Yeah, it does seem divorced from the CPU division. But a lot of the badness comes from business decisions, even when the silicon is quite good, and some of that must be from Austin.
Eh, the biggest issue here is that most (post-secondary) students probably just have a laptop for whatever small GPGPU learning they’re doing, which is overwhelmingly dominated by Nvidia. For grad students they’ll have access to the institution resources, which is also dominated by Nvidia (this has been a concerted effort).
Only a few that explicitly pursue AMD hardware will end up with it, but that also requires significant foundational work for the effort. So the easiest path for research is throw students at CUDA and Nvidia hardware.
Basically, Nvidia has entrenched itself in the research/educational space, and that space is slow moving (Java is still the de facto CS standard, with only slow movements to Python happening at some universities), so I don’t see much changing, unless AMD decides it’s very hungry and wants to chase the market.
Lower VRAM prices could help, but the truth is people and intuitions are willing to pay more (obviously) for plug and play.
I dunno. From my more isolated perspective on GitHub and small LLM testing circles, I see a lot of 3090s, 4090s, sometimes arrays of 3060s/3090s or old P40s or MI50s, which people got basically for the purpose of experimentation and development because they can’t drop (or at least justify) $5K.
They would 100% drop that money on at least one 7900 48GB instead (as the sheer capacity is worth it over the speed hit and finickiness), and then do a whole bunch of bugfixing/testing on them. I know I would. Hence the Framework Strix Halo thing is sold out even though it’s… rather compute-lite compared to a 3090+ GPU.
It seems like a tiny market, but a lot of the frameworks/features/models being developed by humble open source devs filter up to the enterprise space. You’d absolutely see more enterprise use once the toolkits were hammered out on desktops… But they aren’t, because AMD gives us no incentive to do so. A 7900 is just not worth the trouble over a 3090/4090 if its VRAM capacity is the same, and this (more or less) extends up and down the price ranges.

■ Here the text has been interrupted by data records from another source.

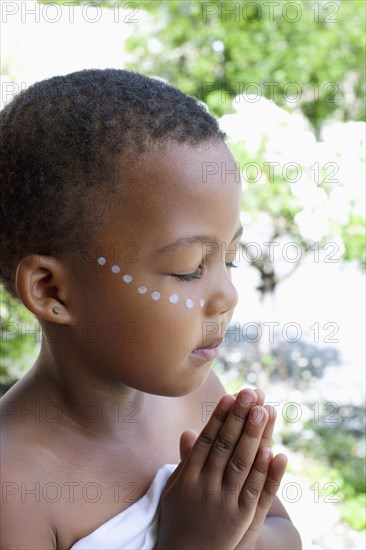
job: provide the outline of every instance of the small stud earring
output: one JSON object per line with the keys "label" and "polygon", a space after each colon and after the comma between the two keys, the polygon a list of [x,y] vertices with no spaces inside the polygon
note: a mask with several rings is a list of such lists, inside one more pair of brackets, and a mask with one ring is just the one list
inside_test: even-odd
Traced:
{"label": "small stud earring", "polygon": [[52,311],[53,311],[53,313],[55,313],[56,315],[58,315],[59,313],[61,313],[61,308],[60,308],[60,306],[54,306],[54,307],[52,308]]}

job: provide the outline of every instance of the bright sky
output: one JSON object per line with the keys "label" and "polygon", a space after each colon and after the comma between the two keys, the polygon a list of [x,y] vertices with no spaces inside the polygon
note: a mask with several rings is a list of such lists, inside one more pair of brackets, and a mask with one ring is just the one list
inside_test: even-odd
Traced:
{"label": "bright sky", "polygon": [[[64,6],[33,0],[0,2],[1,107],[10,94],[59,74],[89,68],[123,68],[124,40],[146,22],[141,10],[102,9],[65,0]],[[74,6],[70,5],[74,4]],[[135,4],[137,6],[137,4]]]}

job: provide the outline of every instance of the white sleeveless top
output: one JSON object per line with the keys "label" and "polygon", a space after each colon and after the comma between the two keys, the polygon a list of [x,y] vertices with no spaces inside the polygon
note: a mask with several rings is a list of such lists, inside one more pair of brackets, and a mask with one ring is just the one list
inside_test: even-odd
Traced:
{"label": "white sleeveless top", "polygon": [[156,544],[159,502],[177,464],[165,464],[140,500],[75,542],[70,550],[152,550]]}

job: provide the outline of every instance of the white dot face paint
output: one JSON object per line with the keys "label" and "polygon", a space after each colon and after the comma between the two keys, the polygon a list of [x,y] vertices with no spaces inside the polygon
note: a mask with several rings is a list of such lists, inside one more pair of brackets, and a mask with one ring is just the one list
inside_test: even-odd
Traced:
{"label": "white dot face paint", "polygon": [[[103,256],[100,256],[98,259],[97,259],[97,262],[99,265],[105,265],[107,263],[107,260],[103,257]],[[119,273],[121,271],[121,268],[118,266],[118,265],[112,265],[111,267],[111,271],[112,273]],[[133,277],[132,275],[129,275],[128,273],[125,273],[122,277],[121,277],[122,281],[126,284],[129,284],[133,281]],[[139,294],[147,294],[147,287],[146,286],[139,286],[137,288],[137,292]],[[161,294],[160,292],[158,292],[157,290],[154,290],[154,292],[152,292],[150,294],[151,296],[151,299],[154,300],[154,302],[157,302],[158,300],[160,300],[161,298]],[[180,299],[179,299],[179,295],[174,293],[174,294],[171,294],[169,297],[168,297],[168,300],[171,304],[178,304]],[[204,298],[200,298],[199,299],[199,305],[201,308],[204,307],[206,301]],[[187,309],[193,309],[194,307],[194,302],[193,300],[191,300],[191,298],[187,298],[185,300],[185,305],[187,307]]]}

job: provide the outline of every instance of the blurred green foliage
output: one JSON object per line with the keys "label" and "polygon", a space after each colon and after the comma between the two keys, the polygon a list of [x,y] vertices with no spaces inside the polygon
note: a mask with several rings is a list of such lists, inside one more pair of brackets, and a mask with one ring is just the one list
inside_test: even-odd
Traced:
{"label": "blurred green foliage", "polygon": [[300,430],[289,427],[282,433],[284,445],[304,456],[306,475],[320,485],[336,482],[342,519],[355,529],[366,529],[364,425],[363,407],[343,405],[339,415],[328,410],[317,419],[305,421]]}
{"label": "blurred green foliage", "polygon": [[[327,247],[329,261],[355,262],[361,269],[364,270],[366,268],[365,215],[361,216],[359,214],[360,204],[357,203],[357,200],[350,199],[346,205],[346,199],[344,200],[342,207],[347,207],[348,209],[348,221],[346,223],[337,220],[336,213],[334,213],[335,217],[332,217],[328,210],[334,190],[347,186],[347,181],[343,179],[337,180],[337,183],[329,184],[329,173],[326,170],[320,170],[316,189],[322,190],[325,198],[323,205],[317,208],[320,212],[324,212],[323,219],[324,221],[327,220],[329,227],[322,237],[315,240],[303,232],[302,227],[297,221],[296,215],[304,211],[304,204],[292,190],[293,181],[296,180],[296,169],[295,173],[291,173],[291,170],[289,170],[288,176],[284,177],[282,170],[285,162],[282,165],[279,163],[279,167],[272,166],[270,168],[268,166],[270,158],[264,151],[264,148],[260,148],[255,155],[250,154],[243,143],[233,143],[230,145],[230,149],[239,166],[243,167],[255,164],[257,167],[261,167],[264,175],[263,178],[258,180],[256,167],[253,168],[252,174],[250,174],[250,170],[246,170],[242,211],[249,214],[249,217],[247,221],[245,219],[243,221],[245,233],[247,232],[247,228],[249,229],[253,225],[257,225],[258,227],[262,225],[263,227],[264,223],[266,223],[269,228],[268,241],[273,246],[278,245],[278,242],[281,240],[282,242],[296,243],[299,250],[302,251],[302,256],[293,264],[293,271],[298,268],[300,262],[306,257],[306,254],[312,253],[315,255],[315,251],[318,253],[324,246]],[[283,150],[285,150],[285,145]],[[340,160],[339,162],[341,163],[342,161]],[[304,187],[308,186],[310,194],[313,177],[311,170],[304,165],[301,166],[299,164],[298,166],[300,166],[302,171],[302,185]],[[364,161],[363,172],[365,168],[366,163]],[[359,168],[356,169],[356,166],[354,166],[354,170],[354,174],[356,174],[357,170],[357,177],[362,178]],[[265,218],[263,218],[263,214],[265,214]],[[262,249],[262,255],[259,260],[252,261],[251,265],[259,270],[262,285],[259,289],[263,291],[266,288],[265,285],[272,284],[272,290],[274,290],[275,286],[283,278],[287,278],[292,270],[288,270],[284,274],[284,277],[279,276],[276,260],[271,258],[268,248],[265,249],[265,247],[262,247]],[[249,251],[247,255],[251,256]]]}
{"label": "blurred green foliage", "polygon": [[[206,102],[216,116],[231,112],[233,92],[249,92],[252,83],[284,106],[288,96],[297,95],[289,86],[295,83],[301,109],[317,135],[329,118],[365,120],[364,0],[93,4],[119,9],[120,24],[134,26],[127,68],[167,79]],[[132,11],[136,23],[128,22]],[[150,15],[147,25],[141,23],[142,11]]]}
{"label": "blurred green foliage", "polygon": [[40,326],[24,305],[0,285],[0,383],[7,385],[31,366],[40,347]]}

It’s literally the most surface level take. Does not even mention what CUDA is or AMD’s efforts to run it
https://www.xda-developers.com/nvidia-cuda-amd-zluda/
But it is no longer funded by AMD or Intel
AMD GPUs are still supported by frameworks like PyTorch
https://rocm.docs.amd.com/projects/install-on-linux/en/latest/install/3rd-party/pytorch-install.html
While Nvidia might be the fastest, they are not always the cheapest option, especially if you rent it in the cloud. When I last checked, it was cheaper to rent AMD GPUs
Do gamers even care about CUDA?
No, this is about AI
I thought this was about Nvidia not having competition.
It is, but it does have competition
AFAIK the competition is mostly AMD, but AMD is not near Nvidia in popularity for AI or in datacenters in general, even if they may be offering reasonable value.
AMD is not nearly giving the competition to Nvidia they do to Intel. They are working on it, and I think they can take some marketshare. But for now AMD has sold mostly based on Nvidia not having allocated enough production to satisfy the market.
AMD also isn’t anywhere near Nvidia in profits or profit margins, and that’s a major parameter in estimating the level of competition they can provide.
I’m a gamer, and I do…
Then again, I’m mostly excited about using CUDA cores for cracking hashes and the like, lol.